The President holds a private meeting for the few people who’ve been told. The schedule says that she is Getting a Haircut. At the meeting, she avoids touching her hair entirely, since it was actually done the day before, when the schedule said she was having a Confidential Meeting. Go figure. Surgery is out of the question, the President explains. It will interfere with her work, with the nation, with the United States of America. It is a grandiose claim, but a true one, as they all acknowledge. A President taking time off for medical reasons? Nobody wants that.
So they agree. The President nods and raises the subject of immigration policy. Her aides stare at her, glassy-eyed for only a moment before jumping in with the facts and figures she knows already, having gone over them on her own the night before. She asks the aides to draft a newer, more radical bill – just to see what it looks like on paper, she tells them, soothingly.

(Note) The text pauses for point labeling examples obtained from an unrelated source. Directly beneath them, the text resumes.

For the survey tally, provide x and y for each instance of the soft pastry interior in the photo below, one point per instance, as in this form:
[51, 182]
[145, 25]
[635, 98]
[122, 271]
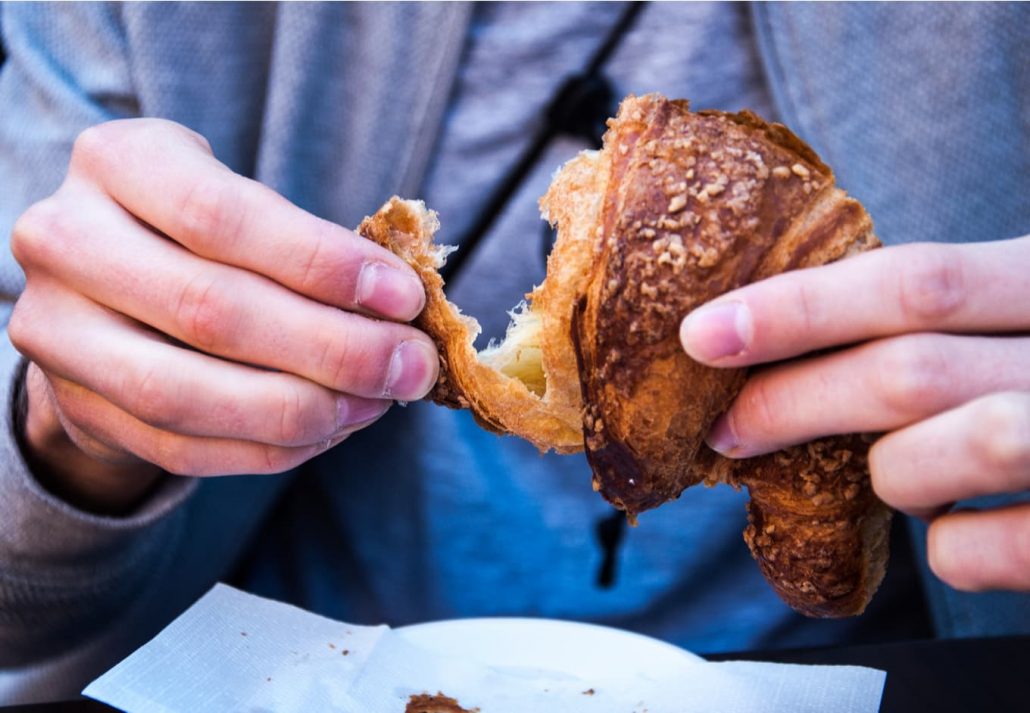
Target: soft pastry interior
[528, 383]
[677, 208]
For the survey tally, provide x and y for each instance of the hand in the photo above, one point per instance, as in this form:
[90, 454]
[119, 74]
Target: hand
[934, 351]
[178, 314]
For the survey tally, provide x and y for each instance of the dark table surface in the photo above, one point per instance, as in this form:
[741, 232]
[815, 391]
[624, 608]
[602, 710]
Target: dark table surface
[943, 676]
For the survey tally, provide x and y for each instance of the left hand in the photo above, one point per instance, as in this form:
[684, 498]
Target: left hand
[934, 352]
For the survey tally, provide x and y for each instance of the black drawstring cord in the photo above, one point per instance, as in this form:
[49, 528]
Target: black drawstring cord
[611, 531]
[580, 107]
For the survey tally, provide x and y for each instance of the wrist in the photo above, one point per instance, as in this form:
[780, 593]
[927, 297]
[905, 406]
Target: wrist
[64, 469]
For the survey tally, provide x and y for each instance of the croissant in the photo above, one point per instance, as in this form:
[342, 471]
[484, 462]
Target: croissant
[677, 208]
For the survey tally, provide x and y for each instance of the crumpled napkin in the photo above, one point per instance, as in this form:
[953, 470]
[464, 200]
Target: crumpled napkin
[234, 651]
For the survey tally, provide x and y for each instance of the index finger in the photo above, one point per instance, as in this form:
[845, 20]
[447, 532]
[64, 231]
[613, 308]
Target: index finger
[974, 287]
[166, 175]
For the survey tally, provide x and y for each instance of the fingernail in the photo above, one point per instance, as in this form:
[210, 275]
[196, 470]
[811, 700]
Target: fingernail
[721, 437]
[717, 331]
[351, 411]
[412, 371]
[389, 292]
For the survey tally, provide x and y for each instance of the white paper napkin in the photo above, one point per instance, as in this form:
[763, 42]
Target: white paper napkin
[234, 651]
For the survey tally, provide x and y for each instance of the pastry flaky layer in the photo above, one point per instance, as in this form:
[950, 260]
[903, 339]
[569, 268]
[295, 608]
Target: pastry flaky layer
[677, 208]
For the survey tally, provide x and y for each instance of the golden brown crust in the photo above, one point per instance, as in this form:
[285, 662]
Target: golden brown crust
[677, 209]
[815, 527]
[498, 402]
[699, 204]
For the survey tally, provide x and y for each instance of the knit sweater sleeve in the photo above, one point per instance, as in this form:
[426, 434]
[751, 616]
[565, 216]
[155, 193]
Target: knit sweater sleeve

The First Daughter seeks the President out more often during the next few weeks. She never has anything important to convey, but she shares more information about her life than she has since puberty. Once she addresses the President by a title shed long ago – Mommy.
In the shower, Secret Service outside the door, the President puts her hands on her lower belly. How insulting, she thinks with a jolt, to compare cancer to migrant workers. No President is perfect, though. As she shampoos her hair, the President decides that reform is badly needed, and immigration policy is crucial – but maybe, for the sake of her other title, she won’t run for a second term.